Regression line and correlations
- R and the slope will always have the same line.
Least squares regression line
- minimizes the sum of squares of the residuals
- residual = observed value - predicted value
- always passes through the mean of x and y
- if r = 0, then LSR = 0.
- the mean is always 0??
Influential points
- outliers that can have an effect on the data.
- lurking variables: neither explanatory nor response but influences interpretation.
Cause and effect relationship
- experimental designs only.
SPSS output
- Constant = slope
- BTU (name of variable) = intercept.
- interpretation: for every x input, the output increases by the amount of the intercept.
Distributions
- joint distribution: dividing the count in each cell by the total number of all observations
- marginal distribution: row total / column total
- conditional distribution: cell / column total
T-test for the slope
- degrees of freedom: n - p - 1 (p = # of predictors)
Multiple regression line
Y = b0 + b1x1 + ei
- b0 = mean(y) - b1 x mean(x)
- b1 = r(sy/sx)
- ei sums to 0 (residuals / vertical deviations from the least squared line)
Confidence interval
- narrow in the middle and wider at the end
- check if its 5% (90%) in each tail or 5% total (95%)
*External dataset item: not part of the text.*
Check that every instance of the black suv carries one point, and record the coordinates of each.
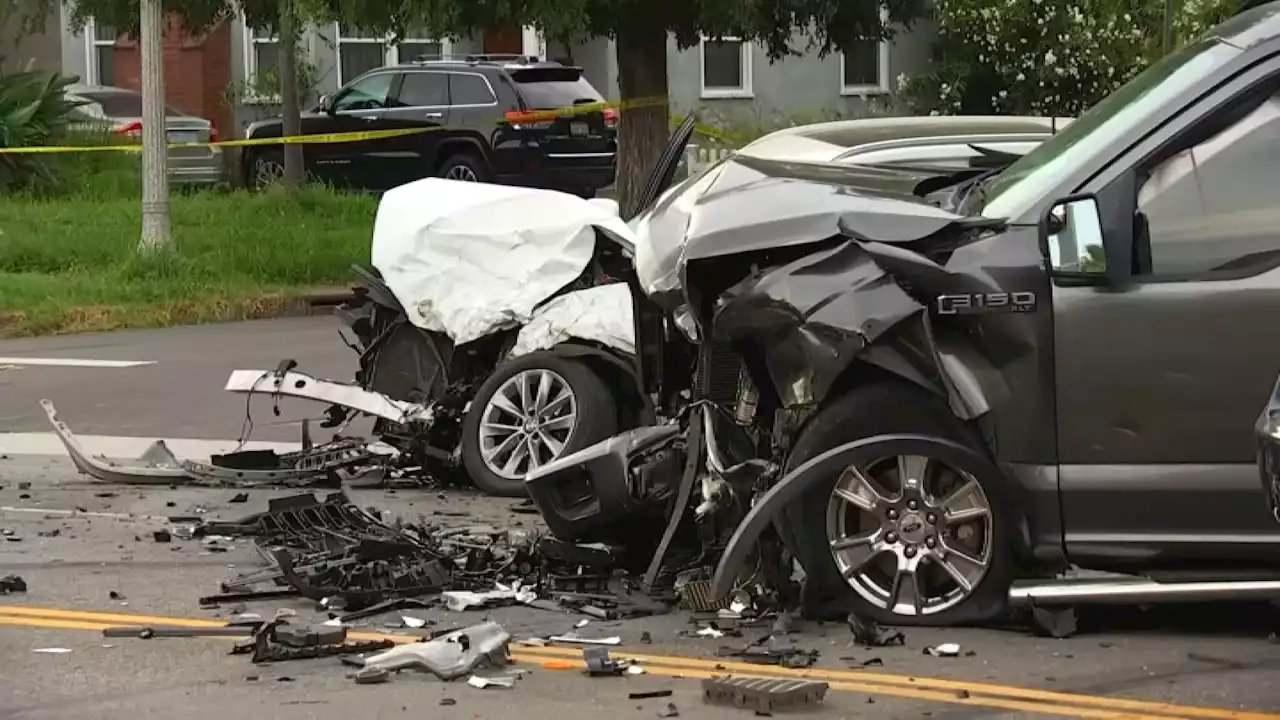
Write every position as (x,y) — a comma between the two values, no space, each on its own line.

- if 0 is in the confidence interval => cannot reject h0
- if 0 is not in the confidence intervals => intercept of the line i not 0.
- for 99% = p-value needs to be less than 0.01 to reject the null
Variables
Explanatory variables influence the outcome (response variables)
Regression coefficients
- estimates of the unknown population parameters and describes the relationship between predictor and response.
- coefficients are the values that multiply the predictor values.
F test
- MSM is the same as MSR in formula sheet
- 2 degrees of freedom: p - 1 for numerator (model) and n - p for denominator (error). p is number of predictors and n is number of observations.
- critical value for F = find df and find critical value using the value and alpha level.
Residuals
Observerd value - predicted value
- positive = values are being underpredicted.
- negative = values are being overpredicted
- values are positive when over the regression line and negative when under.
Extrapolation
Making predictions outside of a given range
Correlation vs causation
- causation: x influences y, y influences x
- common response: x influences y, y influences x but z influences x and y.
- confounding: x influences y, y influences x but z influences y and x and z influence each other too.